Acadian FlycatcherEmpidonax virescens
- ORDER: Passeriformes
- FAMILY: Tyrannidae
A denizen of mature deciduous forests and streamsides, the Acadian Flycatcher is usually first noticed by its explosive "peet-sah" call. It is the largest and greenest of the North American Empidonax.More ID Info
- Mosquero Verdoso (Spanish)
- Moucherolle vert (French)
- Cool Facts
- Curiously, no information exists on the ability of the Acadian Flycatcher to walk or hop. It is an excellent flier, though, extremely maneuverable and able to hover and even fly backward. It has been observed bathing not by standing in water, but rather by diving into water from above, hitting the water with its chest, and then returning to a perch to preen and shake.
- The male defends his territory with a characteristic "peet-sah" song. The female may use the same call in stressful situations, such as when disturbed from the nest or right after being released from a mist net.
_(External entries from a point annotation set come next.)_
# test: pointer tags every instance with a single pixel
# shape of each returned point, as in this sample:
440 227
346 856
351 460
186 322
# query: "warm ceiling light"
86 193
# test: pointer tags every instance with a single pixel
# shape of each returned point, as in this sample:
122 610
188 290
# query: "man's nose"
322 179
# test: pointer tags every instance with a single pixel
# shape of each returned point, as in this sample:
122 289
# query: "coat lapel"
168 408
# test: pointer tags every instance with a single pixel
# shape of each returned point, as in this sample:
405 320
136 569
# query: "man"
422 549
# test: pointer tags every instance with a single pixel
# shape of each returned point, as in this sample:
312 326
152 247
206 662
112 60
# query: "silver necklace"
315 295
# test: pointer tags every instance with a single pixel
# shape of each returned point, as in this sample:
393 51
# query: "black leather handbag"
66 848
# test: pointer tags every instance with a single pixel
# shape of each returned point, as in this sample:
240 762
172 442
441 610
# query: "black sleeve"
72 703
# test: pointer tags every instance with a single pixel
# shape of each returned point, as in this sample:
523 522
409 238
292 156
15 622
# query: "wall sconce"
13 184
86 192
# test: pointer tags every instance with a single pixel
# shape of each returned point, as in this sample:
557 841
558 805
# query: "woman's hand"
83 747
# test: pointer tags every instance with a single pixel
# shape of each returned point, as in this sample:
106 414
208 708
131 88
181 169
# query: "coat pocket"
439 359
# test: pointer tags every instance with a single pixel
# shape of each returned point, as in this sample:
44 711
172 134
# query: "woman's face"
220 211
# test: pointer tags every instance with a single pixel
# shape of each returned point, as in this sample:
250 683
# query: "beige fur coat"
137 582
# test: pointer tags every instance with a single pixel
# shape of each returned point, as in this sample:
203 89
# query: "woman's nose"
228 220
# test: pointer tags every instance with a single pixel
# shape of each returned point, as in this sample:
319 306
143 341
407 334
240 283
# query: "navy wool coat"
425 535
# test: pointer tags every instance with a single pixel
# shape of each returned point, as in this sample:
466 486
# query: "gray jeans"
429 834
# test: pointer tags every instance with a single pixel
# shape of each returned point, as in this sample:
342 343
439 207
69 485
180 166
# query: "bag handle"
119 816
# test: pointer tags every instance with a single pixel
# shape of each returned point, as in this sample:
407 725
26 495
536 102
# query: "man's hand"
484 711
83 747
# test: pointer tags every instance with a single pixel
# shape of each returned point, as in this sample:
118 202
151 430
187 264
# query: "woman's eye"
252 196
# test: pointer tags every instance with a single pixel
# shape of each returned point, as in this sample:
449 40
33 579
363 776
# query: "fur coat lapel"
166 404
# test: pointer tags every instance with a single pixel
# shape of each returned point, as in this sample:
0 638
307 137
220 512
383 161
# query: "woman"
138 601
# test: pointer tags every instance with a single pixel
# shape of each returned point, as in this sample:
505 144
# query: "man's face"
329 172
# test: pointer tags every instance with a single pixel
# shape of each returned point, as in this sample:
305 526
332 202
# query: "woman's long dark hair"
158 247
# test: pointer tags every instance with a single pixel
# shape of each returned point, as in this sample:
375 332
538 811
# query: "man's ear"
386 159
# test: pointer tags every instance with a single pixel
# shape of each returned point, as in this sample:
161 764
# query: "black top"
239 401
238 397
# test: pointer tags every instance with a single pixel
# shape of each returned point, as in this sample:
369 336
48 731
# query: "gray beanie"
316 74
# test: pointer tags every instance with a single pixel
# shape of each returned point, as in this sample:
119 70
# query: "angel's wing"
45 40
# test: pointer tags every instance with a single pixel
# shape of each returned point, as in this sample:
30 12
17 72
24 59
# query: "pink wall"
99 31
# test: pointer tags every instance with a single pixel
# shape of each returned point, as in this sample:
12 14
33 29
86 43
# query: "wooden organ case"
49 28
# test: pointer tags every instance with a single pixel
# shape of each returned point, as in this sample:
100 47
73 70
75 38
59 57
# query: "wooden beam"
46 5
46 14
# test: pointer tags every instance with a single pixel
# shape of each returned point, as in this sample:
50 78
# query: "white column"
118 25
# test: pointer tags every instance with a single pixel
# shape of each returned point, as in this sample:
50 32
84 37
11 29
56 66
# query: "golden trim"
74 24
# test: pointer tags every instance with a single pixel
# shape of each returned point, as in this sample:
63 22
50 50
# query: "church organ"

- The Acadian Flycatcher is a common host to the brood-parasitic Brown-headed Cowbird, which lays its eggs in other birds' nests. Nests are parasitized more in small woodlots than in large tracts of forest. The frequency of parasitism is lower for the flycatcher than for other bird species in the same forests. From the cowbird's perspective the Acadian Flycatcher does not seem to be a particularly good host: only 16% of cowbird young in Acadian Flycatcher nests fledged successfully.
- The oldest Acadian Flycatcher was over 12 years old, when it was recaptured and rereleased during a banding operation in Louisiana.